Are “Gangs” the Solution?
Gangs of lawmakers have been making news since at least the 1983 reform of Social Security. The theory is that smaller, nimbler groups including members from both parties are more likely to get results on contentious issues. While in recent years gang activity in the Senate has proliferated, their record has been at best spotty. Tricky political dynamics make it tough for even high profile senators to get results on major issues.
Gangs in history
This year we see a great deal of press on the bipartisan Gang of 8 in the Senate working on immigration reform. But the first gangs to gain notoriety were the gangs of 9 and 5 that were essentially informal working groups in the 15-member 1982 Social Security Reform Commission. These gangs were a little different from the 21st century gangs in that they weren’t constituted solely of senators; in fact, they weren’t even entirely made up of lawmakers.
The Gang of 5 included senators Bob Dole (R-KS) and Patrick Moynihan (D-NY), as well as Rep. Barber Conable (R-NY). Other members of that group, as well as the larger Gang of 9, were not elected officials—most were Reagan administration aides including Chief of Staff James Baker and OMB head David Stockman. They met at Baker’s Foxhall Road home and hammered out a compromise package to protect Social Security’s solvency. It was eventually passed into law in early 1983.
In 2005, an all-senator Gang of 14 also produced results. An equal number of Democrats and Republicans came together to develop a plan to head off Majority Leader Bill Frist’s threat to use the “nuclear option” to prevent Democratic filibusters of some of President Bush’s federal court appointees. The deal preserved the filibuster option while at the same time smoothing the approval process for some of the more contentious nominees.
Gang activity today
The idea of gangs is basically two-fold: one is it recognizes the fact that it is virtually impossible to get anything done in the Senate without both parties signing on; and second, that smaller groups of members working in private are more likely to be able to make the controversial compromises necessary to tackle the big issues.
For the last few years a bipartisan Gang of 6 senators has met on and off, often in members’ private homes, in order to hammer out a deal to break the seemingly interminable impasse on budget issues. They have even put forward proposals on occasion. These have gone nowhere—no hearings and no votes on the floor. Similarly, senators Joe Manchin (D-WV) and Patrick Toomey (R-PA) came together as their own little Gang of 2 with a specific background check proposal that received great praise. It did get a vote, but it was sent down to a crushing defeat to the surprise of many.
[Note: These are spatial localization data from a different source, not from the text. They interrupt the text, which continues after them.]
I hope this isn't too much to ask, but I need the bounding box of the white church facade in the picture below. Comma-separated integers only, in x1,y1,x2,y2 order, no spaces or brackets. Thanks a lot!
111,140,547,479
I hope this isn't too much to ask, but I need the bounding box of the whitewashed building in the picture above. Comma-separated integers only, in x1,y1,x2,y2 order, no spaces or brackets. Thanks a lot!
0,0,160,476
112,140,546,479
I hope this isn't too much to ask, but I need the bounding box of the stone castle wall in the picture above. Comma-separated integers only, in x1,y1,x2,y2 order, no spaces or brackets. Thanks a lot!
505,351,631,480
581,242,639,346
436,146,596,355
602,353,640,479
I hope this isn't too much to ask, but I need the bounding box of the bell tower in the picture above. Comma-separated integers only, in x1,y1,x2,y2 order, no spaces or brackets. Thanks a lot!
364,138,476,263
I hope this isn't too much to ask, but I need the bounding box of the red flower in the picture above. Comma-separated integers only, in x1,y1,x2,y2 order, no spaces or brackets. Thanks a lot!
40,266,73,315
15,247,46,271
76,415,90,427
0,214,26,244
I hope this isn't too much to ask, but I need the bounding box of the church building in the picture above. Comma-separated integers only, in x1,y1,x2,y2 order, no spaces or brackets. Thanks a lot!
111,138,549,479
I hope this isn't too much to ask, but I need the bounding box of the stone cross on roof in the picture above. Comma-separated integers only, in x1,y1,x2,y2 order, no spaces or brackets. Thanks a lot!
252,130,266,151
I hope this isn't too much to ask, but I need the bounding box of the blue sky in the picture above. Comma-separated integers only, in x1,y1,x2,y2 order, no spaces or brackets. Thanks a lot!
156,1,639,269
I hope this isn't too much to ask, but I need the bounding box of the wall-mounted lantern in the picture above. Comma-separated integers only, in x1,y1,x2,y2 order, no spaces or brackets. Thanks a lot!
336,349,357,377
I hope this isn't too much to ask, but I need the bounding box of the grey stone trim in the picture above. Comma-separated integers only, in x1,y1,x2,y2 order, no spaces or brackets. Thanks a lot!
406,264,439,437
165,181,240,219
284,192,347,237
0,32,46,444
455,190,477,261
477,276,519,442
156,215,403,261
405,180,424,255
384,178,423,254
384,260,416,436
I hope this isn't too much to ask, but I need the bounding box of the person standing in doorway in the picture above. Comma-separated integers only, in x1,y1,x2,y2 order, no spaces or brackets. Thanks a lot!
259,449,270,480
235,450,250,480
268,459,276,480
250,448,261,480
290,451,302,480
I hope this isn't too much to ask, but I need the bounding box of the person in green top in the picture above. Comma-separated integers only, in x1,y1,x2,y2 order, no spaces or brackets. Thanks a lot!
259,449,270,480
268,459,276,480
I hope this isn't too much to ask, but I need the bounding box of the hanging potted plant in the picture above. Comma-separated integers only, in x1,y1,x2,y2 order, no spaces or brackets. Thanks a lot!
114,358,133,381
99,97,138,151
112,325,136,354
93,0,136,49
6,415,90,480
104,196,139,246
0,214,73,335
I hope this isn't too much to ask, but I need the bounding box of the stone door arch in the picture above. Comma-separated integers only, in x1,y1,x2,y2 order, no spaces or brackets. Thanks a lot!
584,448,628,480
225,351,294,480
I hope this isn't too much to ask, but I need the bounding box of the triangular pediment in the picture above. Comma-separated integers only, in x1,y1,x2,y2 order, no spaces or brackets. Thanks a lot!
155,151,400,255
The immigration Gang of 8, which is composed of a diverse lot including conservative Republicans like Marco Rubio (R-FL) and liberal Democrats like Charles Schumer (D-NY), is sticking its collective toes in the water on that highly-charged issue. The battle lines are being drawn by members of both parties and interested groups across the political spectrum. So far the gang is sticking together despite considerable incoming flak. The jury is out on this effort, but it might be unwise to bet the farm on it.
Partisanship and gang suppression
While it is true that bipartisanship is indispensable to legislating in the Senate and that these gangs facilitate exactly that, it is also true that party leaders are wary of helping the “other team” achieve results. In particular, recent history suggests that minority party leadership in the Senate tends to frown on gang activity—or really almost any bipartisan efforts on high profile issues.
Even as prolific a dealmaker as Senator Edward Kennedy (D-MA) was often on the outs with his leadership when Democrats were in the minority precisely because his participation helped Republicans pass bills. The thinking was that this gave Republicans more to claim credit for, thus making it more difficult for Democrats to beat them in the next election cycle.
Today it is Republican leader Mitch McConnell of Kentucky who is less than enthusiastic about members on his side helping Democrats achieve their ends on contentious issues like immigration, gun control, or fiscal policy. So while the press lavishes attention on the gangs, it does not necessarily follow that they will successfully navigate the legislative process.